# Mini-Mill - Ideas on Improving Low Speed Torque?



## gjmontll (May 25, 2017)

I have an X2 Mini-Mill, with the LMS Belt Conversion (without it, I'd have stripped many plastic gears.)  And I sometimes have a problem with slow speed cutting (for proper feet per minute) and inadequate torque. This typicaly occurs when using relatively large diameter tools on normal low-carbon steel, best example is when using 3" diameter slitting saws on steel ( hot or cold-rolled) or drill rod. Other times are flying cutting and large diameter boring with carbide cutters.
Per Machinery's Handbook, I should run in the 60 - 90 sfpm range -- this is only 76-102 rpm and way too slow for the Mini-Mill to have enough torque to avoid stalling. 
Running with enough speed to avoid this is clearly damaging the saw blades. I've resorted to many very shallow passes ( 5 thou?) but forum comments typically suggest a slow, deep cut.
I've considered adding additional belts and pulleys between the motor and spindle for more speed reduction, or maybe making a geared reducer to insert somewhere in the drive train (ideally on top, integrated with the belts).
Or is there some simpler solution?


----------



## cmantunes (May 25, 2017)

gjmontll said:


> Or is there some simpler solution?



Carbide slitting saws. You can safely multiply that SFPM by 3 or 4 (that's what I do). Drawback is the price of carbide vs HSS. I tend to buy carbide slitting saws directly from China to avoid breaking the bank.


----------



## brino (May 29, 2017)

I am not familiar with the X2 mini mill, but the typical solutions are the same regardless of the machine type.
However, they all come down to how difficult they are to implement on the given machine.

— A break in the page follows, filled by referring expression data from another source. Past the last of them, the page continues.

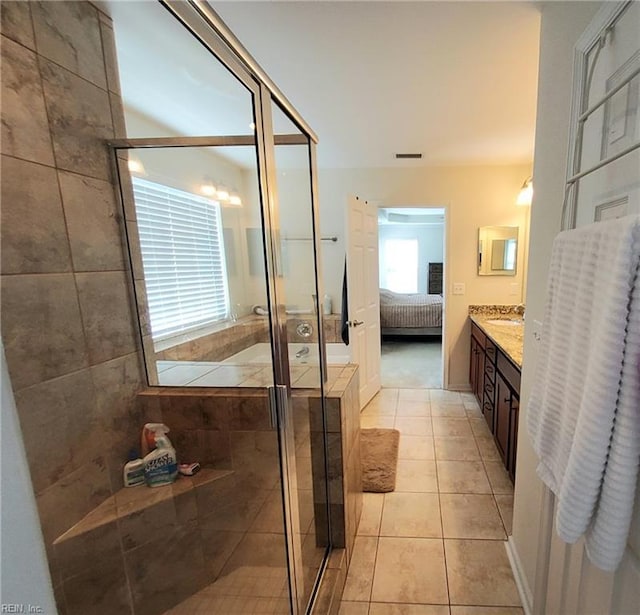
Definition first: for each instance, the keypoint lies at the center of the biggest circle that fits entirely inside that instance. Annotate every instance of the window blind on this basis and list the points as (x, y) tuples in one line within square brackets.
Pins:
[(183, 258)]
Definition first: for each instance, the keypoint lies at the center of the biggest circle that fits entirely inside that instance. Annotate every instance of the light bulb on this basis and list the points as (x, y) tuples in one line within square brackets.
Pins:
[(525, 196), (208, 189), (135, 166)]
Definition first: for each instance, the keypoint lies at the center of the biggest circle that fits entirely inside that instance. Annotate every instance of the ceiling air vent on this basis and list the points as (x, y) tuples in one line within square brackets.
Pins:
[(408, 156)]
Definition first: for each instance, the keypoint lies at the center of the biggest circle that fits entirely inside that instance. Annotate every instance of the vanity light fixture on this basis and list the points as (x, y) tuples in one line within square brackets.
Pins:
[(208, 189), (525, 196)]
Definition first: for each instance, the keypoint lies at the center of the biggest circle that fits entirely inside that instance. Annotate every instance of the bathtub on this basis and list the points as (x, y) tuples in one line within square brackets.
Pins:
[(337, 354)]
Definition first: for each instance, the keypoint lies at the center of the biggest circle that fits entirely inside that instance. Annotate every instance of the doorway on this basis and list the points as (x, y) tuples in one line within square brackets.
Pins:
[(411, 281)]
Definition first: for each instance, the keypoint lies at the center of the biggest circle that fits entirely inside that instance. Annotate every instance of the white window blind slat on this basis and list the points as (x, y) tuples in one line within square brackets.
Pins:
[(183, 258)]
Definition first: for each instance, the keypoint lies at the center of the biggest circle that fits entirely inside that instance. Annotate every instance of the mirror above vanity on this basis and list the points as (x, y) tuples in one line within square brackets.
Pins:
[(497, 250)]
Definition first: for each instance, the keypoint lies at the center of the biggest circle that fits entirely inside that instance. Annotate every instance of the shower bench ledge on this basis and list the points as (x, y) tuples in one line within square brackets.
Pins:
[(131, 501)]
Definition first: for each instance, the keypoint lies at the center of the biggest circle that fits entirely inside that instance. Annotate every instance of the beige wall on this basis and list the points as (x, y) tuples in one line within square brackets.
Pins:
[(474, 196), (562, 24)]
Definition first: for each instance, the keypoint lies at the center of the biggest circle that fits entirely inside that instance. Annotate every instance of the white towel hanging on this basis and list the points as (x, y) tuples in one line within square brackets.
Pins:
[(584, 410)]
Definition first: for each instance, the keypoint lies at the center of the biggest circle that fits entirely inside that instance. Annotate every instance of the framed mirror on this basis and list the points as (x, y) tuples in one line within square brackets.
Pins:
[(497, 250)]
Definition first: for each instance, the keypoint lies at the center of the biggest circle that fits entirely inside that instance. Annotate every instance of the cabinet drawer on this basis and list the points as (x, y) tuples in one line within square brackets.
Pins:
[(489, 371), (487, 411), (491, 350), (489, 389), (510, 373)]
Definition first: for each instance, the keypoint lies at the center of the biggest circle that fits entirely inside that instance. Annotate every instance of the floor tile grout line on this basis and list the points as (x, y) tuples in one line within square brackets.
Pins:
[(444, 551)]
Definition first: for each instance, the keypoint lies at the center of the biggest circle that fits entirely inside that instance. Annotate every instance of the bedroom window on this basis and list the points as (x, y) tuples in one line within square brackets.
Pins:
[(399, 271), (183, 258)]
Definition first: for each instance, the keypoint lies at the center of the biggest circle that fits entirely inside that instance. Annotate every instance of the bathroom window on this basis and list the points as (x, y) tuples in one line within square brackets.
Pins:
[(182, 248), (399, 270)]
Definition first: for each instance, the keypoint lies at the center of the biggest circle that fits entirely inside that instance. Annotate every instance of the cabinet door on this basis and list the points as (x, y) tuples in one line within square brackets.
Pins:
[(503, 414), (513, 436), (476, 374)]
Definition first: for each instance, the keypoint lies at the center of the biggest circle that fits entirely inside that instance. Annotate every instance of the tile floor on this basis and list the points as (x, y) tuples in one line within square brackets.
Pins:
[(434, 546)]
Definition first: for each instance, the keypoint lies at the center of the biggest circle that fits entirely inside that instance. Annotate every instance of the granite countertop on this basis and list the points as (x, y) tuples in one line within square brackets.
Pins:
[(509, 338)]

1) as you stated adding a counter-shaft with extra pulleys and belt to lower the speed
2) changing the motor to a lower RPM motor
3) adding a gear reducer, a 90-degree worm drive can reduce rpm a bunch in one step
4) changing the motor to a speed-controlled type, like a DC treadmill motor
5) depending on the depth of your required cuts, you could also use a smaller diameter slitting saw. the smaller diameter ones can be run faster for the same sfpm.

You do need to be careful with the larger diameter cutters, they can put a lot of force on a smaller mill.

-brino


----------